I have been running a GPU instance for some inference workloads for a while now, and recent changes have made it so my docker image went over the 4Gb max. For my non GPU instances I have simply attached a disk and I am storing my dependencies on the persistent disk, but when I try to attach a volume to my GPU instance I keep getting this error
Error: error creating a new machine: failed to launch VM: insufficient resources to create new machine with existing volume ‘vol_4m8jwj9kn6xk69dr’ (Request ID: 01K7537D3NV0QGJYANDK7M150M-iad) (Trace ID: ceb381967f4b9778356e3b558dd2bc18)
I have tried forking the volume multiple times, and I have tried multiple different GPU types, but nothing seems to get it to work. Any idea’s of how I could get this to actually mount a persistent volume and schedule a GPU ?
@koz The image size limit for GPU machines is larger than normal machines, we support up to 50GB. (I believe we might have also raised the limit for normal machines a bit past 4GB as well, but that’s beside the point). That said, moving your large dependencies like Models onto a volume is a recommended best practice, as it helps keep your images slim and speed up your build/ deploys significantly.
That said the reason you’re hitting the error actually doesn’t have anything to do with your image size! The insufficient resources to create new machine with existing volume error means that there’s no capacity for creating a new GPU machine of your specified size on the host your volume is on. Volumes are stored locally, on the hosts NVME drives. This means they’re very fast, but they’re pinned to specific physical hosts.
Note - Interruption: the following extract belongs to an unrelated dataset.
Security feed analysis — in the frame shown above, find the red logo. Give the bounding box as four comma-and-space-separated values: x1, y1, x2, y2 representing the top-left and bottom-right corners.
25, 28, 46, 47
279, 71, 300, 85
Forking the volume is the right approach if you hit that, but by default the volume placement logoic doesn’t know what size machine you’ll want to attach to it. This can lead to the forked volume being placed on a host without capacity, or even a non-gpu host (which will fail for obvious reasons when trying to schedule a GPU on it).
The solution is to use the --vm-gpu-kind, --vm-gpus, and --vm-memory hint flags on fly volume fork . Those let you specify the size of machine you need, as well as the GPU type, ensuring the fork is placed on a host with capacity for your machine.